TradAI Infrastructure as Code (Pulumi)

Version: 9.2.1 | Date: 2026-03-28 | Status: CURRENT

TL;DR: 4-stack Pulumi architecture in eu-central-1. Stacks are layered by lifecycle: persistent (data-bearing, never destroyed) -> foundation (VPC, RDS) -> compute (ECS, Lambda, Step Functions) -> edge (API Gateway, WAF, CloudWatch). All config centralized in infra/shared/tradai_infra_shared/config.py.


1. Architecture Overview

TradAI uses a 4-stack Pulumi architecture deployed in eu-central-1. Stacks are layered by lifecycle and dependency: persistent data is separated from ephemeral compute, which is separated from edge routing and monitoring.

Stack Dependency Flow

graph LR
    A["persistent<br/><small>S3, DynamoDB, ECR<br/>Cognito, CodeArtifact</small>"] --> B["foundation<br/><small>VPC, Subnets, RDS<br/>SQS, SNS, NAT</small>"]
    B --> C["compute<br/><small>IAM, ALB, ECS<br/>Lambda, Step Functions</small>"]
    C --> D["edge<br/><small>API Gateway, WAF<br/>CloudWatch, Alarms</small>"]

    style A fill:#2d6a4f,color:#fff
    style B fill:#40916c,color:#fff
    style C fill:#52b788,color:#000
    style D fill:#95d5b2,color:#000

Why 4 Stacks?

Concern Stack Rationale
Data preservation persistent S3, DynamoDB, ECR, Cognito are never destroyed during dev cycles
Network stability foundation VPC, subnets, RDS rarely change; destroying them is disruptive
Rapid iteration compute ECS services, Lambda, Step Functions change frequently
Edge independence edge API Gateway, WAF, CloudWatch can be updated without touching compute

Cross-Stack Communication

StackReference Pattern

Stacks share outputs via Pulumi StackReference. Each downstream stack declares references to its upstream stacks and reads exported values. The org value defaults to "organization" and stack names match environments (dev, staging, prod), so a reference looks like organization/tradai-persistent/dev. Never hardcode resource IDs across stacks -- always use StackReference.get_output().
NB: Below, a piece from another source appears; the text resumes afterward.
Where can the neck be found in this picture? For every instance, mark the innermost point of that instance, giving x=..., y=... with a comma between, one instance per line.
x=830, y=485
Stacks share outputs via Pulumi StackReference. Each downstream stack declares references to its upstream stacks and reads exported values:

# Example from compute/__main__.py
persistent = pulumi.StackReference(f"{org}/tradai-persistent/{pulumi.get_stack()}")
foundation = pulumi.StackReference(f"{org}/tradai-foundation/{pulumi.get_stack()}")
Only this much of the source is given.